All truth is conditional, all knowledge mutable. It doesn't take a lot of reflection to arrive at these simple, yet significant, conclusions. Where you go from there is more complex.
Consider truth. I'll use an example inspired by a movie I saw recently. We can say it is a "truth" that humans have the capacity to directly inflict on one another suffering so monstrous as to defy description—but (the condition) in reality that capacity isn't realized except in unusual situations, e.g. extreme external social pressures or extreme internal mental disorder. We can say it is a "truth" that death is inevitable, but that too may only be because medical science hasn't advanced enough. Already, multiple research avenues toward medical immortality are beginning to yield fruit, and that doesn't even acknowledge the possibility of purely electronic means of death avoidance (brain uploading).
Now consider knowledge. Any day now, physicists or astronomers could make a discovery that overturns much of what we hypothesize about the universe, or even of the history of our own planet. Or, on the more mundane scale, that close friend or dear relative who you "know" could never do such a thing? You really never know. (As others will tell you after the fact.)
This is perhaps the key reason why so many relationships break down even when several ingredients for success are present. Those of us who build identities around what we take to be truths or certainty, external to ourselves, are setting ourselves up for disappointment, potentially on a crippling scale.
One confronted by such realizations naturally tries to arrive at some kind of fundamental, unchangeable truth and/or knowledge to which they can cling. A deity or a sports team may provide enough foundation for some, beyond which they choose not to explore. Others may breathe a sigh of existential relief upon deciding "I think, therefore I am"—yet even this is conditional and mutable.
We cannot "know" as a foundational "truth" that we are real, and not some form of elaborate simulation. Maybe you've heard this one: Swedish philosopher Nick Bostrom argues that
- "at least one of the following propositions is true: (1) the human species is very likely to go extinct before reaching a 'posthuman' stage; (2) any posthuman civilization is extremely unlikely to run a significant number of simulations of their evolutionary history (or variations thereof); (3) we are almost certainly living in a computer simulation. It follows that the belief that there is a significant chance that we will one day become posthumans who run ancestor-simulations is false, unless we are currently living in a simulation."

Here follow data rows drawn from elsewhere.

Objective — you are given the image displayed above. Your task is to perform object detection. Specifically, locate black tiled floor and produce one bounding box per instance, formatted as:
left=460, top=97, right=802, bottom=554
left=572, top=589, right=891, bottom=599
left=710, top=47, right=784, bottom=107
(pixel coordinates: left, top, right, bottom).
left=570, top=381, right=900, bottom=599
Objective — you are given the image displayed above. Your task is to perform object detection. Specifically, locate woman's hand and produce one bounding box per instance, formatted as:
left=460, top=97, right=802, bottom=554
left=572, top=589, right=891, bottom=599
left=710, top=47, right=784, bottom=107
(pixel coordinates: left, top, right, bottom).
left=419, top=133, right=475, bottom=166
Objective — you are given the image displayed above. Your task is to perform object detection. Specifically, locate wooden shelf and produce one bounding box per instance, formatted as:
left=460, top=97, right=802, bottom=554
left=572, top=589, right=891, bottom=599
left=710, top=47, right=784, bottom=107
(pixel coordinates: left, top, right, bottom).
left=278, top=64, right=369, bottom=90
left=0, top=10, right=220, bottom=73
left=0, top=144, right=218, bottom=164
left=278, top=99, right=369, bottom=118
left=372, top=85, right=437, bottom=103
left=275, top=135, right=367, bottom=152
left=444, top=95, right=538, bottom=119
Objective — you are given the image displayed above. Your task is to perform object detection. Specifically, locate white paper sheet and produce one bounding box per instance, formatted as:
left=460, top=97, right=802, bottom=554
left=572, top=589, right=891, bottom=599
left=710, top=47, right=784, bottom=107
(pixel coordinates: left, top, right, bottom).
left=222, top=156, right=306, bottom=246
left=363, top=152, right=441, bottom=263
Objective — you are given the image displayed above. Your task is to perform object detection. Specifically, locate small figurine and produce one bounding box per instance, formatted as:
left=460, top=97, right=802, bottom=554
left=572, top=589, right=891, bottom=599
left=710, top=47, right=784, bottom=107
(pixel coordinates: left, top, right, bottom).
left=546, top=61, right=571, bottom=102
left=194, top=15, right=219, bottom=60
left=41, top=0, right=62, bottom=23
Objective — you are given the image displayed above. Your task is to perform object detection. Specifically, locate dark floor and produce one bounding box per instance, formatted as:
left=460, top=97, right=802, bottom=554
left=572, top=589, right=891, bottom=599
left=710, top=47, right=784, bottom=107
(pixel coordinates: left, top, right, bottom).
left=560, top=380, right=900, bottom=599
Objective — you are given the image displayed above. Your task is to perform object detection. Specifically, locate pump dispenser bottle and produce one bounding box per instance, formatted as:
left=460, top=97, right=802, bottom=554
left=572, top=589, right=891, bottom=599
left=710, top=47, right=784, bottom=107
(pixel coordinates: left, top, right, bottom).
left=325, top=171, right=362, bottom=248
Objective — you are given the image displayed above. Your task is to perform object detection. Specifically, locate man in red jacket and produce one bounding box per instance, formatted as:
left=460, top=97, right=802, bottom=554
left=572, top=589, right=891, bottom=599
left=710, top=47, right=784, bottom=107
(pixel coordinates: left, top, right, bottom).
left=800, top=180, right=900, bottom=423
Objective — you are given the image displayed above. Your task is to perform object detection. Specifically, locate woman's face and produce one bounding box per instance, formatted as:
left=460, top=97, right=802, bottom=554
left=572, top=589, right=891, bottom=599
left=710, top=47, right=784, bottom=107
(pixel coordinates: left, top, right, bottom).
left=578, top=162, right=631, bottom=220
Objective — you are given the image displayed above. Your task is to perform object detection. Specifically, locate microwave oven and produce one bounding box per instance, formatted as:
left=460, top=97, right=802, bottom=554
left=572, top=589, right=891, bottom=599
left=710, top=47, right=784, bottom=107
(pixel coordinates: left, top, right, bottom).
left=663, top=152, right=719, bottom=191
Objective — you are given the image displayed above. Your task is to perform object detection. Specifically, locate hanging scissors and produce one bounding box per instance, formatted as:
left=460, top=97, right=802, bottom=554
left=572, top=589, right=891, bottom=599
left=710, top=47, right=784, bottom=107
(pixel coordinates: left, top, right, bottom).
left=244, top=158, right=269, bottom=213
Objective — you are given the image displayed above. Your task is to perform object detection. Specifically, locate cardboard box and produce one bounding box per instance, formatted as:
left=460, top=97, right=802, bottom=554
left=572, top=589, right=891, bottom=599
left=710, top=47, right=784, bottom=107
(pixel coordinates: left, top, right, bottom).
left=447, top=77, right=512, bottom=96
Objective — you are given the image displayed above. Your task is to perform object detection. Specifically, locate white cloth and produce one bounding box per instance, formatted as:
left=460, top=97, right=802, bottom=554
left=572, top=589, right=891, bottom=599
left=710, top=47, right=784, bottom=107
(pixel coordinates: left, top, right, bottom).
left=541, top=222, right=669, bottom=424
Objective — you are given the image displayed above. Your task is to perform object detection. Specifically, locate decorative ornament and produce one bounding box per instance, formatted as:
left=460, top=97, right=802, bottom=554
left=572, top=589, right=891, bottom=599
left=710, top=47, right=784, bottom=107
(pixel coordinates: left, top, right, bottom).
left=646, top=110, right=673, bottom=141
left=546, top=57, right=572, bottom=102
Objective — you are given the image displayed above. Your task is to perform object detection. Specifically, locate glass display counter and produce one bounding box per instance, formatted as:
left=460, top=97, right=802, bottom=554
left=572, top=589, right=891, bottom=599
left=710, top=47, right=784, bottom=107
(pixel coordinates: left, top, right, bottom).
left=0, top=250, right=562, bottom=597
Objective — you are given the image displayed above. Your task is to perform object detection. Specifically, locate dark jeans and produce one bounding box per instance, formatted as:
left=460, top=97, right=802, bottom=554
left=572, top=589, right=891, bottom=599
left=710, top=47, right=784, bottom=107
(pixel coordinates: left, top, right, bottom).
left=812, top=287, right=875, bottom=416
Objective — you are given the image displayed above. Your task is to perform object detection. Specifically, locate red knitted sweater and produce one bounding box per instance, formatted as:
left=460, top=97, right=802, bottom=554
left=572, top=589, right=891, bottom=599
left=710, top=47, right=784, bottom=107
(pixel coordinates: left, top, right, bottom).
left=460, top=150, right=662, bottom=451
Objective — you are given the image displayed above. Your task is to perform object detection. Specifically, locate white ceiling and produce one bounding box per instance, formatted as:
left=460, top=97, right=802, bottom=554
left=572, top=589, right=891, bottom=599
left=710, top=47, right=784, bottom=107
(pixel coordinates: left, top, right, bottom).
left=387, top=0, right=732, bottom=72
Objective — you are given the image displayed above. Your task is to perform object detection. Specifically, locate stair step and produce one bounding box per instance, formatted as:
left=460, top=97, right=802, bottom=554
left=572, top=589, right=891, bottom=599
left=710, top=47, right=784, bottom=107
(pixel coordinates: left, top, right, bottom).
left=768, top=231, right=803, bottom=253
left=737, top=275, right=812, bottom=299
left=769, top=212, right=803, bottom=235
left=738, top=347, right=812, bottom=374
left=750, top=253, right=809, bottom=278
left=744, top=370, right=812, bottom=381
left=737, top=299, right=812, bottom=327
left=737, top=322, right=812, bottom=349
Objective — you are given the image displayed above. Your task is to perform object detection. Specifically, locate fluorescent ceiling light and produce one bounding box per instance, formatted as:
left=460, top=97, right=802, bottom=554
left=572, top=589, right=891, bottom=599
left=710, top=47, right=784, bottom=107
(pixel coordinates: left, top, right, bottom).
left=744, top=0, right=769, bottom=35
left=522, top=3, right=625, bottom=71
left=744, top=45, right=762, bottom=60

I think proposition 2 is the one to be considered implausible in Bostrom's formulation, leaving us with 1 (which we might as well not discuss here) and 3. His reasoning can be found at the link provided above, but it's not as far-fetched as it seems at first glance. A civilization with the technology to do so might have any number of reasons to simulate evolutionary history, from anthropology to marketing research to recreation. Yesterday I learned that it's possible to run a simulation (in the form of a dream) within the video game The Sims 3. You can also already specify which general genres of video game your sims play when they feel like wasting time (emulating their creator). Perhaps in The Sims 4 you will be able to track, or even control, your sims' sims (which, for clarity, we would have to refer to as simsims).
Now obviously, The Sims is a computational resource hog even now, but I expect Bostrom presupposes (and I would agree) that philosophical debates such as this must not be constrained by what technology can do now, or even what we might guess it will do. Even the currently-known potential of quantum computing seems to suggest that it could be possible to simulate a planet full of monkey-people, right down to the workings of their cells, and the cells of everything else on and near that planet. So we might be the sims of some other entities that created our reality, observe our activities, control our happenstances, or simply forgot about us and left the program running. Such a notion is bound to depress some people, especially if they don't consider sims "people"—and right now we have no means of proving this notion false.
But the good news is that we have equally zero means of being certain that we aren't what we think we are. In that light, the only reasonable thing is to assume that we aren't simulations until confronted with incontrovertible evidence to the contrary—to adopt a sort of existential agnosticism. "I think, therefore I am, though I may not be what I think I am."
The opposite of this reasonable approach is solipsism, or as it could be less charitably termed, abandonment of reality. British physicist David Deutsch has written much more, and much better than I could, on this and related topics. If you got this far in this post, you might want to check out his books The Fabric of Reality and The Beginning of Infinity.
P.S.: Sorry about the Neil Diamond earworm.